Dernière en date à faire parler d’elle dans le long feuilleton de la crise du 2e pilier, la caisse de pension des CFF constitue sans doute une illustration saisissante de certains vices de notre système de prévoyance vieillesse. En effet, le déficit de couverture de cette institution de prévoyance serait dû, notamment, à sa jeunesse. Non pas que les CFF soient une start-up, mais parce que leur caisse de pension n’est devenue autonome que depuis 1999, et ne disposait donc que de très peu de réserves de fluctuations. Or la Bourse a commencé à plonger dès l’année suivante? Sans amortisseur, la couverture a fondu comme neige au soleil. Phénomène encore aggravé par une structure démographique défavorable de la caisse dont plus de la moitié des membres sont déjà rentiers.
On comprend donc aisément que beaucoup d’institutions de prévoyance en début d’activité, ou trop petites, doivent se trouver en grande difficulté, par le simple fait qu’elles ne disposent pas de ces réserves suffisantes pour se protéger contre les effets des chutes de marché. Qui plus est, comme c’est le cas aujourd’hui, elles doivent verser un intérêt minimal de 3,25% (4% jusqu’à la fin de l’année dernière) sur les avoirs de vieillesse de leurs assurés: le trou ne peut que se creuser.
Cette contradiction fondamentale contribue à la sous-couverture d’une très grande partie des institutions de prévoyance, malgré les contraintes légales. Le message commence à passer, puisqu’on parle déjà d’abaisser ce taux à 2,5, voire à 2%. Mais cette démarche ressemble plus à un emplâtre sur une jambe de bois qu’à une adaptation à la réalité. Car un choix doit être fait dans la gestion des fonds du 2e pilier pour prendre en compte le fonctionnement des marchés financiers: soit on souhaite une sécurité absolue et l’on se concentre sur des titres à taux fixe (s’il y en a suffisamment?), mais avec des rendements très bas; soit on accepte les fluctuations liées aux marchés financiers, et l’on intègre en particulier les actions dans les portefeuilles, en comptant sur la tendance haussière à long terme pour dégager des rendements plus élevés. En acceptant en contrepartie des rendements négatifs à court terme.

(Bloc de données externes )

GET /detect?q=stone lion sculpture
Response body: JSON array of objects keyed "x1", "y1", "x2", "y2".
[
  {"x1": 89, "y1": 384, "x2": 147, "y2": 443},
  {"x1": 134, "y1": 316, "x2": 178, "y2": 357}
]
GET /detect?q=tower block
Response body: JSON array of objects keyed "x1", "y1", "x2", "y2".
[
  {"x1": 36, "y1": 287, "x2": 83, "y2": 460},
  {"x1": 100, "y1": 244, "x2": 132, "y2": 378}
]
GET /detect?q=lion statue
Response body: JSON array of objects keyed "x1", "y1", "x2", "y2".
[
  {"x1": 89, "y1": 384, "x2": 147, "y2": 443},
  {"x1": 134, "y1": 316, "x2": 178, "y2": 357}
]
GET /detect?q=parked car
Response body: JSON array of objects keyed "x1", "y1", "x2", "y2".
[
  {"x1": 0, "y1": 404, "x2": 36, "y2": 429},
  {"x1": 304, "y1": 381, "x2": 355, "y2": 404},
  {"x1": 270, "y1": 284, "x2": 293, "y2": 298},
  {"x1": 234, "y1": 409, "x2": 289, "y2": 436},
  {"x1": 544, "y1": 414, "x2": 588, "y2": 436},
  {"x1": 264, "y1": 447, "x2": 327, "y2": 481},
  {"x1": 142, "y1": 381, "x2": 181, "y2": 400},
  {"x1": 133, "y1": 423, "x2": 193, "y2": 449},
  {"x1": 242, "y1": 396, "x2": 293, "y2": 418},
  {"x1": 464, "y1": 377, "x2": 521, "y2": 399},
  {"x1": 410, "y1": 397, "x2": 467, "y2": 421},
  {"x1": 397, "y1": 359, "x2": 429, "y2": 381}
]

La Bourse ayant cédé environ la moitié de sa valeur depuis trois ans, il paraît téméraire de mettre en avant ses avantages aujourd’hui. D’autant plus que certains experts font montre de moins d’optimisme sur le prochain cycle boursier. Pourquoi donc? En raison du déficit démographique, encore lui!

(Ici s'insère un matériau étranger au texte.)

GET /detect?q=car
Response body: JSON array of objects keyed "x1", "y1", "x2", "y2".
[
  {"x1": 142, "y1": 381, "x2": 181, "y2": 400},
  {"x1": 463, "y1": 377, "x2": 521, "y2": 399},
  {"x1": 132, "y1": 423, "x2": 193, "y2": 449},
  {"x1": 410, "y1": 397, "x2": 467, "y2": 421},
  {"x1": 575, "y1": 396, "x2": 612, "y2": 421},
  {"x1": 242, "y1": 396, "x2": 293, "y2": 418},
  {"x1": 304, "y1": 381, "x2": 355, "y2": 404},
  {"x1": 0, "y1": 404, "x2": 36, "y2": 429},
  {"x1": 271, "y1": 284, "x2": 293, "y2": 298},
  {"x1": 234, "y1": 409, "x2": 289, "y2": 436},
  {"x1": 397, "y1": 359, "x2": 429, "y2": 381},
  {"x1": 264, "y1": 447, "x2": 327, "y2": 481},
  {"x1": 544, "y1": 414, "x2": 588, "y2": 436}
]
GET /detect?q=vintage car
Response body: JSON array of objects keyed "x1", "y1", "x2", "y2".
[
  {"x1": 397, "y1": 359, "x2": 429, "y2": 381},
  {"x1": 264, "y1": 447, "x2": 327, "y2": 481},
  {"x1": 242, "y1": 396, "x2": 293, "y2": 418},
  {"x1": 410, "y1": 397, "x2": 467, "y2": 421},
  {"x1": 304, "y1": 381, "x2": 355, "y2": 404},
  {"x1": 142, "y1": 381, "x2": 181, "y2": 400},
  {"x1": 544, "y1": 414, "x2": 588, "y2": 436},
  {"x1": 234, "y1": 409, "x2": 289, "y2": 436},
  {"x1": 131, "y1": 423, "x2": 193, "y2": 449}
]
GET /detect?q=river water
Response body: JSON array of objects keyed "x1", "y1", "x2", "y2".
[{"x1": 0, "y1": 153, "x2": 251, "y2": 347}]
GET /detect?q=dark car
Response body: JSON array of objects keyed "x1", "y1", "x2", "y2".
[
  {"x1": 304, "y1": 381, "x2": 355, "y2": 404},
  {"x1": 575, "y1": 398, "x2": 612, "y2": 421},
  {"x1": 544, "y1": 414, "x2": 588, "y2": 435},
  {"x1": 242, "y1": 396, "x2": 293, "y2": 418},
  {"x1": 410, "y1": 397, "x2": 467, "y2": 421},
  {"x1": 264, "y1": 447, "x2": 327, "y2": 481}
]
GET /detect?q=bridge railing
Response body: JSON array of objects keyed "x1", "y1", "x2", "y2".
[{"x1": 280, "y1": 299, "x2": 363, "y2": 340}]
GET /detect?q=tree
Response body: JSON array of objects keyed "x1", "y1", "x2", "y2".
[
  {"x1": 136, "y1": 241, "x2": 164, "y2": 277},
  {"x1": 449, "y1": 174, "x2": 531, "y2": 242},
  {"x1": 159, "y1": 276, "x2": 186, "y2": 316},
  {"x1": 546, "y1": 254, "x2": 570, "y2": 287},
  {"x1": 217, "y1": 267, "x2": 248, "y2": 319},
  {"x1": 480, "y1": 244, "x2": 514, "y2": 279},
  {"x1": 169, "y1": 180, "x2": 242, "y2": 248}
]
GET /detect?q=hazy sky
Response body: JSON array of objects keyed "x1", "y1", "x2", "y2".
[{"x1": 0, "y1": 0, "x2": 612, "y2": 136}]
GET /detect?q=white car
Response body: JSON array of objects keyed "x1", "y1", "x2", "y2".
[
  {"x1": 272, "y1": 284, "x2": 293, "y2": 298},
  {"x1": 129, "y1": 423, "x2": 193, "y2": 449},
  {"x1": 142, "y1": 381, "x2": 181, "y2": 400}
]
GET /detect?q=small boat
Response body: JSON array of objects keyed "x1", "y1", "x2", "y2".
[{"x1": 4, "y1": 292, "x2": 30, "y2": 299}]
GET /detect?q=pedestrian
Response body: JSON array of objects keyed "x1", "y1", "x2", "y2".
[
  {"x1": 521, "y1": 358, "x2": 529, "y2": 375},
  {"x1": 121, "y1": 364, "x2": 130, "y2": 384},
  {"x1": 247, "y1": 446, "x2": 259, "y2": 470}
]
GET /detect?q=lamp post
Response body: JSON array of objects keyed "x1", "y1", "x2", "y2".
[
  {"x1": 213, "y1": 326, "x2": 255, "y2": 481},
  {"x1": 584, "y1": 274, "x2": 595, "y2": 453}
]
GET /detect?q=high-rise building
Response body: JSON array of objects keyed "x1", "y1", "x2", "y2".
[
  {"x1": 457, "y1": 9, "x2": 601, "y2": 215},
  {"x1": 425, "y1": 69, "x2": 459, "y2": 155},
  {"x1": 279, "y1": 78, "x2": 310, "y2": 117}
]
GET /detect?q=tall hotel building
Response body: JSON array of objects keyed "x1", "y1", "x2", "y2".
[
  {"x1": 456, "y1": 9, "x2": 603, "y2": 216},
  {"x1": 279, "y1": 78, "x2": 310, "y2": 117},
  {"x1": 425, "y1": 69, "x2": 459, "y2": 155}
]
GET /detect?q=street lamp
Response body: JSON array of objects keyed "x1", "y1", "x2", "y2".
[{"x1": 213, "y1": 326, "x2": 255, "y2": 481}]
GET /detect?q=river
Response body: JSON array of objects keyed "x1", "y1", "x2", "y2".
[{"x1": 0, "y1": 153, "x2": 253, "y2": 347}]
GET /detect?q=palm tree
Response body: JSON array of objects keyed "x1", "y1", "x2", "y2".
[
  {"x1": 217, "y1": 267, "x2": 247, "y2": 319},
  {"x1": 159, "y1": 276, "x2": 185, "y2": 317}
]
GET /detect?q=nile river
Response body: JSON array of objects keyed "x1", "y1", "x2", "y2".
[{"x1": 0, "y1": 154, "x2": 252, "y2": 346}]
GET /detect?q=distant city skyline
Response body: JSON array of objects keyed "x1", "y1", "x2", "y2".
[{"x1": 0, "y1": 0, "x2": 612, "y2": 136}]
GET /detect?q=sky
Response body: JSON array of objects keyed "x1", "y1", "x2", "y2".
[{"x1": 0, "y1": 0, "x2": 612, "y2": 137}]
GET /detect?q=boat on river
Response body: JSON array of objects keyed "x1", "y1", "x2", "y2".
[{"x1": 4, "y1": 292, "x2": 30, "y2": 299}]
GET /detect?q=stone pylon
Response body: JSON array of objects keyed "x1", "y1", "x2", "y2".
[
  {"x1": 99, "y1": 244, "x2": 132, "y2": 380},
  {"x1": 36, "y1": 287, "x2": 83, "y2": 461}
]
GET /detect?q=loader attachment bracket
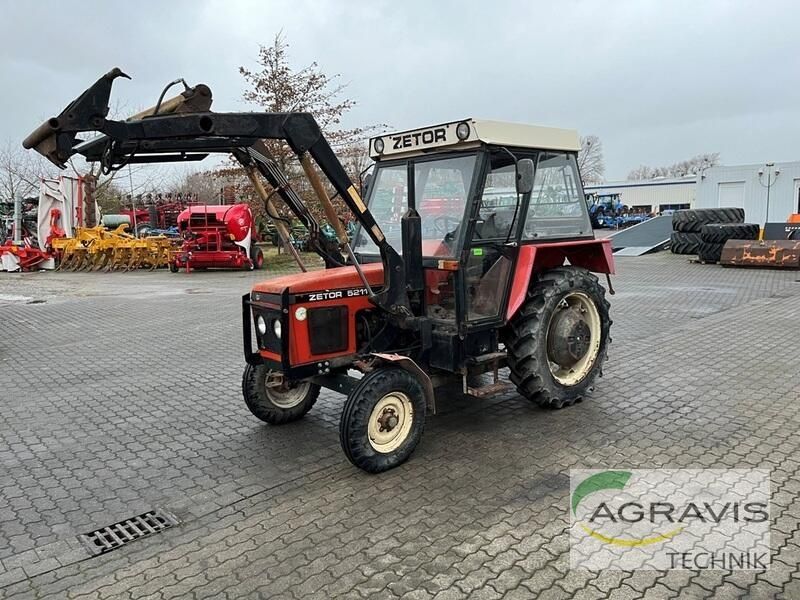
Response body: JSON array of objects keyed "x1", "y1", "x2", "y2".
[
  {"x1": 22, "y1": 67, "x2": 130, "y2": 169},
  {"x1": 23, "y1": 68, "x2": 414, "y2": 328}
]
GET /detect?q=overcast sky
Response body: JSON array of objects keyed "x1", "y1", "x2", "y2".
[{"x1": 0, "y1": 0, "x2": 800, "y2": 180}]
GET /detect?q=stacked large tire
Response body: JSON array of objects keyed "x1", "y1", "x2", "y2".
[
  {"x1": 670, "y1": 208, "x2": 744, "y2": 255},
  {"x1": 697, "y1": 223, "x2": 760, "y2": 264}
]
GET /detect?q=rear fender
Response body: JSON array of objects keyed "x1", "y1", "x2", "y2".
[
  {"x1": 506, "y1": 239, "x2": 616, "y2": 320},
  {"x1": 371, "y1": 352, "x2": 436, "y2": 415}
]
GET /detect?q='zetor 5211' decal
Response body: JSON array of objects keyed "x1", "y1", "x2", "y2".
[{"x1": 306, "y1": 288, "x2": 369, "y2": 302}]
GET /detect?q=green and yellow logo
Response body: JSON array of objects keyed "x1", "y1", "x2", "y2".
[
  {"x1": 571, "y1": 471, "x2": 684, "y2": 547},
  {"x1": 570, "y1": 471, "x2": 769, "y2": 547}
]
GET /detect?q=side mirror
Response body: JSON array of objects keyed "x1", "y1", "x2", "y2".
[
  {"x1": 516, "y1": 158, "x2": 534, "y2": 194},
  {"x1": 361, "y1": 173, "x2": 372, "y2": 198}
]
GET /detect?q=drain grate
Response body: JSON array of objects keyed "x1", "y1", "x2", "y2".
[{"x1": 78, "y1": 508, "x2": 179, "y2": 555}]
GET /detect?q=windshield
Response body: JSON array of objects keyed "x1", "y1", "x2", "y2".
[{"x1": 355, "y1": 154, "x2": 476, "y2": 257}]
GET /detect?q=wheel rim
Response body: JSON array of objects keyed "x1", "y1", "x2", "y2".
[
  {"x1": 264, "y1": 371, "x2": 311, "y2": 409},
  {"x1": 546, "y1": 292, "x2": 601, "y2": 386},
  {"x1": 367, "y1": 392, "x2": 414, "y2": 454}
]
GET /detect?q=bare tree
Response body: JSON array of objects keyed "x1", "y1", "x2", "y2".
[
  {"x1": 0, "y1": 140, "x2": 56, "y2": 202},
  {"x1": 578, "y1": 135, "x2": 606, "y2": 183},
  {"x1": 170, "y1": 171, "x2": 225, "y2": 204},
  {"x1": 226, "y1": 33, "x2": 385, "y2": 226},
  {"x1": 628, "y1": 152, "x2": 719, "y2": 181}
]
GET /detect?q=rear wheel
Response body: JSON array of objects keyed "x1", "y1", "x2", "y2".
[
  {"x1": 339, "y1": 367, "x2": 425, "y2": 473},
  {"x1": 242, "y1": 365, "x2": 319, "y2": 425},
  {"x1": 504, "y1": 267, "x2": 611, "y2": 408}
]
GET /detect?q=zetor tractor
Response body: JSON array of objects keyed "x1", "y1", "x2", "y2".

Si l’on savait déjà que l’AVS ? système de répartition par excellence ? allait forcément ployer sous l’effet du vieillissement démographique, on connaissait aussi son effet sur le 2e pilier, qui ne pourra y échapper que partiellement: s’il est vrai que les rentes sont calculées sur l’avoir de vieillesse individuel, le taux de conversion, actuellement de 7,2%, dépend de l’espérance de vie moyenne. Or comme cette dernière ne cesse d’augmenter, le taux doit diminuer, et donc les rentes également. Mais ces deux phénomènes sont parfaitement identifiés et programmés, même s’ils font l’objet d’âpres discussions politiques.
En revanche, en s’affranchissant du monde actuariel pour s’intéresser à l’économie «réelle», on sent confusément que des sociétés vieillissantes ne garantissent pas forcément les croissances les plus échevelées. En d’autres termes, le vieillissement démographique devrait aussi affaiblir à long terme le rendement des capitaux investis.
Or ce phénomène n’a pas du tout été pris en compte. Jusqu’ici, on s’est contenté de prendre le modèle de l’assurance vie et de l’étendre à l’ensemble de la prévoyance, ce qui correspond à une vision strictement actuarielle. La solution serait donc que les responsables d’institutions de prévoyance se tournent vers des marchés plus jeunes, plus dynamiques pour dégager des rendements décents, et prennent donc plus de risques. Mais n’est-ce pas exactement ce qu’on reproche aujourd’hui à de nombreux gérants de caisses de pension?